Apesar do recente julgamento da 2ª Turma do Superior Tribunal de Justiça (STJ, Resp n. 1.069.779/SP), sob relatoria do ministro Herman Benjamin, no sentido de que pretensões de ressarcimento do erário por atos ilícitos seriam imprescritíveis, segue válida justamente a proposição contrária: a de que ações de anulação de atos administrativos e ressarcimento do erário sob qualquer fundamento prescrevem (i.é., extingue-se o direito de apresentar a ação judicial respectiva) em cinco anos.

28/10/2008


Ação de ressarcimento do erário prescreve em cinco anos

Fábio Barbalho Leite*

Apesar do recente julgamento da 2ª Turma do Superior Tribunal de Justiça (STJ, Resp n. 1.069.779/SP), sob relatoria do ministro Herman Benjamin, no sentido de que pretensões de ressarcimento do erário por atos ilícitos seriam imprescritíveis, segue válida justamente a proposição contrária: a de que ações de anulação de atos administrativos e ressarcimento do erário sob qualquer fundamento prescrevem (i.é., extingue-se o direito de apresentar a ação judicial respectiva) em cinco anos.

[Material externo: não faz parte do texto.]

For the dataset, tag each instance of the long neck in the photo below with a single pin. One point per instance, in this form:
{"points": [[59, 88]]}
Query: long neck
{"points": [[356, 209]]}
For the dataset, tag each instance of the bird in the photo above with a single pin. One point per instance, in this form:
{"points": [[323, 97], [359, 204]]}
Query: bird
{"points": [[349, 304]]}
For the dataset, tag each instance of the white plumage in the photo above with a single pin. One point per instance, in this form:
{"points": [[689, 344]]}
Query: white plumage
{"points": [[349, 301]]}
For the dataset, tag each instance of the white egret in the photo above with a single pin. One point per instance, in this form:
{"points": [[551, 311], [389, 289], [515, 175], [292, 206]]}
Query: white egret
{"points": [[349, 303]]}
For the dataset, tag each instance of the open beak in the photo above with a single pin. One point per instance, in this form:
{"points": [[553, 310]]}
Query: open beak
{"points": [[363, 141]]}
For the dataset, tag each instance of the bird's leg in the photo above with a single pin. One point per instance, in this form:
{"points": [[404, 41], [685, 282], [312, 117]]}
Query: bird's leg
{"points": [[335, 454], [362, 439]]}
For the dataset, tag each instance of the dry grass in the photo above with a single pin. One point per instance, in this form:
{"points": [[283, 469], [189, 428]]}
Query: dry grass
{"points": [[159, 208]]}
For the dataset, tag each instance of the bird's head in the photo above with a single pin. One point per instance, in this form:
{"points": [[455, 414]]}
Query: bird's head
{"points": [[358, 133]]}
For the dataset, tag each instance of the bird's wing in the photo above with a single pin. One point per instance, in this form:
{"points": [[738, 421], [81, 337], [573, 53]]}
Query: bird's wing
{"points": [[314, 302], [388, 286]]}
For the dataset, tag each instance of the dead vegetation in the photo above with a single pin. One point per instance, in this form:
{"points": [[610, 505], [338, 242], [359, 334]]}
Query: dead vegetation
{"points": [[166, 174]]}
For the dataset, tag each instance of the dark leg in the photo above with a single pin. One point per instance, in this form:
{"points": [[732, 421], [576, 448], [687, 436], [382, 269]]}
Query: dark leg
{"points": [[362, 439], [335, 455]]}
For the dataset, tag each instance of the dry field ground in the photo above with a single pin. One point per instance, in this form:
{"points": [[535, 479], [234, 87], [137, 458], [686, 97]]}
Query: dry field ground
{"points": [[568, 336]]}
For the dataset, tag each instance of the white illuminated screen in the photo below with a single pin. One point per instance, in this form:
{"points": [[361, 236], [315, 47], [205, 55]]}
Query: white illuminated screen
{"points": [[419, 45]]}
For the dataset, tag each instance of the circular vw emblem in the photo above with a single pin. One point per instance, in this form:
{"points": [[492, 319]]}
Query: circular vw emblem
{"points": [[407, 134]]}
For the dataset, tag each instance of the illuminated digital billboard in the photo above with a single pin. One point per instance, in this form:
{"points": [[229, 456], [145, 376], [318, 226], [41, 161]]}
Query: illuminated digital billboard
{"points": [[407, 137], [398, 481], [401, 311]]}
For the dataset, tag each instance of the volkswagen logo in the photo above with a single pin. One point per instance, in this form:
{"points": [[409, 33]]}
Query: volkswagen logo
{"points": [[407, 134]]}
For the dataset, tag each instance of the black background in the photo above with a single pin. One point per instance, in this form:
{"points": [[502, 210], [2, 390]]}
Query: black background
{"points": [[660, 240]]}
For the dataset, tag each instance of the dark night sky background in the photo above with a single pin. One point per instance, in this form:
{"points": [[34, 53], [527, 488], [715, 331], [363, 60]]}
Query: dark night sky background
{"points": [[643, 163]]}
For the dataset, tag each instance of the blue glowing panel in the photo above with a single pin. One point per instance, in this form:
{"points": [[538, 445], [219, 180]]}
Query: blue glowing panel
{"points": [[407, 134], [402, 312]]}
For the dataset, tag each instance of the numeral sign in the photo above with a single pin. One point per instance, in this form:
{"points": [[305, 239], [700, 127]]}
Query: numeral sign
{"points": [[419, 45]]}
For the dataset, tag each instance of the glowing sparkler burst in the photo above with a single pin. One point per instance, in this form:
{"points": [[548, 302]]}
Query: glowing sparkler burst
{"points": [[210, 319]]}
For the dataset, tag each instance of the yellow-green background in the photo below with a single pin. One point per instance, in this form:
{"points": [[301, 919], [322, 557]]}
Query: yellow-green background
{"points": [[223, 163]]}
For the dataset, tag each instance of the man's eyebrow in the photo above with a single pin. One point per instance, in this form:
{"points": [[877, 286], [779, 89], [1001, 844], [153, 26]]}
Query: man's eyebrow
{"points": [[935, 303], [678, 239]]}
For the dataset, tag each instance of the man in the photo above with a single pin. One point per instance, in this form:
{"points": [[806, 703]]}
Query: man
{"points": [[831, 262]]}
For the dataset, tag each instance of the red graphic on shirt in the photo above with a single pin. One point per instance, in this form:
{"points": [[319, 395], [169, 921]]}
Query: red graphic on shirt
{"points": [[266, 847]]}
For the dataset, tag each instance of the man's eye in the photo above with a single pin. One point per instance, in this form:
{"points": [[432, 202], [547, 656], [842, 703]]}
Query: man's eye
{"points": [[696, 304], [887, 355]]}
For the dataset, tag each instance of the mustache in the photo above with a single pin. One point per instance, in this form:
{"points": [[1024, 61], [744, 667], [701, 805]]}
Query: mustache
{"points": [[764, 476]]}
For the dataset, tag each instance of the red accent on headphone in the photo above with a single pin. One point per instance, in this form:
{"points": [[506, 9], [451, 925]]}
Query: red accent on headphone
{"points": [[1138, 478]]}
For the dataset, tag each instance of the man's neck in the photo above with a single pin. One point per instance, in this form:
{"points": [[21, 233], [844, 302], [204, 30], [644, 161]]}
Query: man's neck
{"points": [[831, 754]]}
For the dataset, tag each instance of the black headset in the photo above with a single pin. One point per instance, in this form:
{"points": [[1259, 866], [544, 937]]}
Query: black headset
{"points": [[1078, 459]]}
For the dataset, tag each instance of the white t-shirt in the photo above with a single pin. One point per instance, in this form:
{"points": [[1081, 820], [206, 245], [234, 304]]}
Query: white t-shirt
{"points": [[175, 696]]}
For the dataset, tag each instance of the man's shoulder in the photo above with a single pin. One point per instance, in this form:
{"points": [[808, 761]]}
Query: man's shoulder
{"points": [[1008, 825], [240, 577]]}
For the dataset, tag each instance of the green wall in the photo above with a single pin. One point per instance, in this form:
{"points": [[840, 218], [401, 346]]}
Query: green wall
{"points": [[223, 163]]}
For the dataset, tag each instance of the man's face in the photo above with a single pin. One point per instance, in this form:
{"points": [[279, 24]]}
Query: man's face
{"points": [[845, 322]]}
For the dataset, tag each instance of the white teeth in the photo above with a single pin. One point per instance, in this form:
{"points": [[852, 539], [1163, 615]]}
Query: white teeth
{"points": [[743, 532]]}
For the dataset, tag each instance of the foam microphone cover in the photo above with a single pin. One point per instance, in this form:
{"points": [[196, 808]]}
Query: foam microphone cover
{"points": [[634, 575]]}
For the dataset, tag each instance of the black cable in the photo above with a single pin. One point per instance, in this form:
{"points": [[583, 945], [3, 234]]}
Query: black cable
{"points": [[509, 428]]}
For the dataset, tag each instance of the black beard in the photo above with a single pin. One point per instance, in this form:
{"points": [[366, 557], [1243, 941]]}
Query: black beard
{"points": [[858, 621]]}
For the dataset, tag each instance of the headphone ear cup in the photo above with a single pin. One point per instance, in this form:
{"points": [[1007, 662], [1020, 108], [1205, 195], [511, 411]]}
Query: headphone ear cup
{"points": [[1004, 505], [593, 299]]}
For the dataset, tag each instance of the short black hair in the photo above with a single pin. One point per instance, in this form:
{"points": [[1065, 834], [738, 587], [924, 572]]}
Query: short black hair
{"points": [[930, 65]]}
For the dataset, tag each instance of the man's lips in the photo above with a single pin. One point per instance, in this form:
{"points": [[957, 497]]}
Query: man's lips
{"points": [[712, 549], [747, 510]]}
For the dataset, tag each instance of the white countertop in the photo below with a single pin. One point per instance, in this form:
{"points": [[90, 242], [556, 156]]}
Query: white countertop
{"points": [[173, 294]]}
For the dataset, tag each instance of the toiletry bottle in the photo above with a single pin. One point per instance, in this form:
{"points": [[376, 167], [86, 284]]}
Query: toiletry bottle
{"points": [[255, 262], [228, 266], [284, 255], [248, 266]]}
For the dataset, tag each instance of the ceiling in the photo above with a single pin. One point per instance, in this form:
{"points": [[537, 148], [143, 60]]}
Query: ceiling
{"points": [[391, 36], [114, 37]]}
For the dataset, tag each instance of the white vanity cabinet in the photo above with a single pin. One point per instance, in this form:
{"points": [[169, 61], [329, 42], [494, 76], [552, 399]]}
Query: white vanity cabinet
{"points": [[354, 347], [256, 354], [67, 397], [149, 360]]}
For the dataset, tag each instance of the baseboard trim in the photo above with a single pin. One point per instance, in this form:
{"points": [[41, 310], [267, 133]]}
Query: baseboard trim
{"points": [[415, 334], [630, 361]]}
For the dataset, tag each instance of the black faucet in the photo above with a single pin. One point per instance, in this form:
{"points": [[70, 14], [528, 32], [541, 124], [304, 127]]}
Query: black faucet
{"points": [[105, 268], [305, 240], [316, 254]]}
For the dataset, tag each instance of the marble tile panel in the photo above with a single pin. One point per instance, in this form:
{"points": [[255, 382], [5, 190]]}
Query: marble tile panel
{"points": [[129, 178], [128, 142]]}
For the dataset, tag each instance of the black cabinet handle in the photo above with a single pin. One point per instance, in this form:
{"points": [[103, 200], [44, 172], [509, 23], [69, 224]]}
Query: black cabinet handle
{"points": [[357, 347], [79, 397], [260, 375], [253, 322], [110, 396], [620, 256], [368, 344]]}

O reconhecimento da prescrição qüinqüenal das ações de ressarcimento do erário funda-se em duas premissas normativas um tanto claras. A primeira, que, assentada no princípio da segurança jurídica e do devido processo legal substantivo, reconhece um princípio geral da prescritibilidade das ações, construído a partir do texto constitucional. Reforça essa leitura, a constatação de que, quando a Constituição (clique aqui) ressalva o princípio da prescritibilidade das ações, instituindo a imprescritibilidade (i.é., a possibilidade de a qualquer tempo apresentar uma ação), o faz explícita e especificamente, conforme se dá nos casos do art. 5º, incisos XLII ("a prática de racismo constitui crime inafiançável e imprescritível...") e XLIV ("constitui crime inafiançável e imprescritível a ação de grupos armados, civis ou militares, contra a ordem constitucional e o Estado Democrático"). Já o texto da CF, art. 37, Parágrafo 5° ("A lei estabelecerá os prazos de prescrição para ilícitos praticados por qualquer agente, servidor ou não, que causem prejuízos ao erário, ressalvadas as respectivas ações de ressarcimento.") é ambíguo, pois sua parte final pode ensejar pelo menos três leituras: ações de ressarcimento observariam prazo prescricional já definido na legislação vigente no momento da promulgação da Constituição; ações de ressarcimento observariam um outro prazo, definido em nova lei, mas distinto, maior ou menor, do prazo previsto para o sancionamento do ilícito que causou prejuízo ao erário; ações de ressarcimento seriam imprescritíveis. Ora, teria sido muito fácil, se assim o quisesse, que a Constituição explicitasse uma hipotética regra da imprescritibilidade das ações de ressarcimento do erário, bastando, p. ex., terminar o referido CF, art. 37, Parágrafo 5° com a proclamação "sendo imprescritíveis as respectivas ações de ressarcimento". Não estando entre as ressalvas explícitas e específicas que a Constituição faz ao princípio geral da prescritibilidade das ações, as pretensões de ressarcimento do erário por ilícitos devem encontrar um prazo prescricional, questão que leva à interpretação da legislação infraconstitucional e à segunda premissa.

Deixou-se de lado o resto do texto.